Con su jarra de café en la mano, deambuló por el ambiente aceptando que el casamiento de Mariana San Martín había sido la excusa perfecta para regresar. Más allá de todo, reconocía que se sentía muy bien estar en Buenos Aires. No obstante, luego de más de siete años de ausencia, pensar en volver a saber de su familia la angustiaba. Por si fuera poco, Étienne ya no estaba para acompañarla, ahora se vería obligada a enfrentarlo sola. El rostro masculino de Étienne llegó a ella y, por primera vez, sintió su lejanía. Tal vez fue la costumbre, pero un impulso la llevó a grabar un audio.
–Hola, Ét. Hace casi tres horas que llegué. Todo perfecto. Hablamos uno de estos días. Besos.

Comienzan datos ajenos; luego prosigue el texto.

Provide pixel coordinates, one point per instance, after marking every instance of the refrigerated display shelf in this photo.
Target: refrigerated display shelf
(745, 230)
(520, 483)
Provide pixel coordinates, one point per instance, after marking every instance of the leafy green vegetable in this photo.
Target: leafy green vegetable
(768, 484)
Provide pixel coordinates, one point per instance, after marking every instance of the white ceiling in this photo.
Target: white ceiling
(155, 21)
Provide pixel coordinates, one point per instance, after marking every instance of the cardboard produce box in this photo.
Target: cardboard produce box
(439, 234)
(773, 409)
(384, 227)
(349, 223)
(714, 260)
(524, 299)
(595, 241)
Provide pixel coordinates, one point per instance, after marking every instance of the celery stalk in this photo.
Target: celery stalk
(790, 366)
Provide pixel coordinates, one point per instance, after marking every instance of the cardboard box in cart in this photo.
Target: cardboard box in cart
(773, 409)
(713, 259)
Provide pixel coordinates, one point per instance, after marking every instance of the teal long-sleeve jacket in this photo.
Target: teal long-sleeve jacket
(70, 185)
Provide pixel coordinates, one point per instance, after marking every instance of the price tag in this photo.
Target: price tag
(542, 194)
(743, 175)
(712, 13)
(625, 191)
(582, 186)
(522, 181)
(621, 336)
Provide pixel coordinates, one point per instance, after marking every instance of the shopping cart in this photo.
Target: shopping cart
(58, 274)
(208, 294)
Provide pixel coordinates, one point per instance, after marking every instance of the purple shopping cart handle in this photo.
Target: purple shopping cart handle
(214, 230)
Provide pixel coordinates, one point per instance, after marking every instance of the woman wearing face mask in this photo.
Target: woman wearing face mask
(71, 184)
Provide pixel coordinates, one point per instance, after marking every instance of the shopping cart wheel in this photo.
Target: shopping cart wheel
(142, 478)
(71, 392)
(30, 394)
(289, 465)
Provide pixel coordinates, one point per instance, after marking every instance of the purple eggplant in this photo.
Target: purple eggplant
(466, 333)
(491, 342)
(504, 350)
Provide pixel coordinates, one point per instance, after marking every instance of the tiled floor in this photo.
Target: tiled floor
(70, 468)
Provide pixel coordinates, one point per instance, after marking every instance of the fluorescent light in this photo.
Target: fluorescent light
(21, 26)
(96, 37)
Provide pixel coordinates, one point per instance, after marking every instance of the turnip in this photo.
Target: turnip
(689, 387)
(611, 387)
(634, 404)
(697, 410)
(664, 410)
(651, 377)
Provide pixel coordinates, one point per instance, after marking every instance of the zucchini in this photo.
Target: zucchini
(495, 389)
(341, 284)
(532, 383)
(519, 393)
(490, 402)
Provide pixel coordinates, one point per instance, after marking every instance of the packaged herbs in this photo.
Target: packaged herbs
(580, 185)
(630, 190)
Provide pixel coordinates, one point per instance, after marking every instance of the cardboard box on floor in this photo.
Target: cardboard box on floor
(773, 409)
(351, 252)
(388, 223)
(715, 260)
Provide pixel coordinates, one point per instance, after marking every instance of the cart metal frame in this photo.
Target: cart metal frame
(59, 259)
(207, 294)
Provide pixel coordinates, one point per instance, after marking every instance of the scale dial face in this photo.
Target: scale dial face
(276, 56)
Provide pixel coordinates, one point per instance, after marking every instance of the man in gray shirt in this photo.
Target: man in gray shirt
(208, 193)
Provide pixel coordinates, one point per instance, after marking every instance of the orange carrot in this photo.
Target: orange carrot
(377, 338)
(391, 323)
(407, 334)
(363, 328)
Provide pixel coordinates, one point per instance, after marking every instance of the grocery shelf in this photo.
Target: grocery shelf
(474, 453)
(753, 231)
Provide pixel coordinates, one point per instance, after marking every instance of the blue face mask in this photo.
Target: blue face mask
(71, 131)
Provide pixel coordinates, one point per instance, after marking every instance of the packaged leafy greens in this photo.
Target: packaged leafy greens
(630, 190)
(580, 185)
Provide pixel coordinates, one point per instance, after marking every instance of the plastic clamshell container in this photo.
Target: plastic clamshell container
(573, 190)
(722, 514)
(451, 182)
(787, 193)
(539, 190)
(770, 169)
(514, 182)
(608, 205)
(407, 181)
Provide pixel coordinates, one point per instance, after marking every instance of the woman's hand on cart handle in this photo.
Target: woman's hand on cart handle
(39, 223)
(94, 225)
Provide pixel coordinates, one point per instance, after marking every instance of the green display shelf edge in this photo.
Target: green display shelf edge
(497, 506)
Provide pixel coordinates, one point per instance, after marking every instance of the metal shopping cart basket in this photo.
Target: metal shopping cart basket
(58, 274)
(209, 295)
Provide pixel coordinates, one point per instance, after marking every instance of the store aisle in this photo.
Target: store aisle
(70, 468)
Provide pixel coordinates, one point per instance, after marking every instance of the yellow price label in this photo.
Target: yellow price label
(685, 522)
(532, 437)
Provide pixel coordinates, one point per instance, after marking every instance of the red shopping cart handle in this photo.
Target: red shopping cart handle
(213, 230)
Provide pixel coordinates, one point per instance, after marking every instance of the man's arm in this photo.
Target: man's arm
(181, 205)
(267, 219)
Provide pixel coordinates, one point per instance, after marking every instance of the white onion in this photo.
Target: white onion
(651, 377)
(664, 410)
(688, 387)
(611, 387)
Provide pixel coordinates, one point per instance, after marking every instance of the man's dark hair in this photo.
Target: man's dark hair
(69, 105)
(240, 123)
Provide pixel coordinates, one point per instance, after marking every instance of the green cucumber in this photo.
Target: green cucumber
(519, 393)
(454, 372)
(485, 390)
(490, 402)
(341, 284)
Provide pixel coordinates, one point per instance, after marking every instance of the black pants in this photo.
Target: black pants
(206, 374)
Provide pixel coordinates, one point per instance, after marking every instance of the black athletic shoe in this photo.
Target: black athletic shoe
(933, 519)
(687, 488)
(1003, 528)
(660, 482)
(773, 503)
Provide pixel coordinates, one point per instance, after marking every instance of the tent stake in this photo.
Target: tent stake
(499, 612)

Bebió un poco de café contemplando los ventanales, y salió al patio. Era una mañana fresca pero despejada. Sonrió al recordar lo mucho que disfrutaba los otoños en Buenos Aires. Se sentó en una banca ubicada junto a la puerta de salida y encendió un cigarrillo. Se tomaría ese día para instalarse y organizarse. Tenía mucho trabajo del cual ocuparse. Más allá de visitar la editorial, se había comprometido a entregar varios artículos en fechas determinadas para la revista en la que trabajaba desde hacía seis años.
Volvió a servirse café en la taza y regresó a la habitación dispuesta a desarmar la maleta. Fue entonces cuando vio los obsequios que había comprado para los hijos de sus amigas. Con renovado entusiasmo, se sentó al borde de la cama y tomó su celular para dar señales de vida. “Lleguéééé”, escribió en el grupo de WhatsApp que compartían.
No tardaron en aparecer las respuestas de Carola, Mariana y Lara, que ya habían hecho planes para festejar el reencuentro. Se reunirían a cenar esa noche; solo faltaba que Gimena confirmara si estaba de acuerdo. Por supuesto que lo estaba.
BUENOS AIRES, MAYO DE 2015.
Abrió los ojos abruptamente como si una alarma interior lo forzase a recordar que debía ocuparse de algo importante. La habitación estaba en penumbras, pero faltaba poco para que la claridad de un nuevo día se filtrara entre los cortinados.
Miró de reojo miró a la mujer que dormía a su lado. Suspiró con desgano y estiró la mano hacia la mesa de noche donde se encontraba su celular. Verificó la hora. Eran cerca de las seis; tenía tiempo de sobra. Se dejó caer contra la almohada y clavó la vista en el cielorraso pensando en las órdenes que tenía.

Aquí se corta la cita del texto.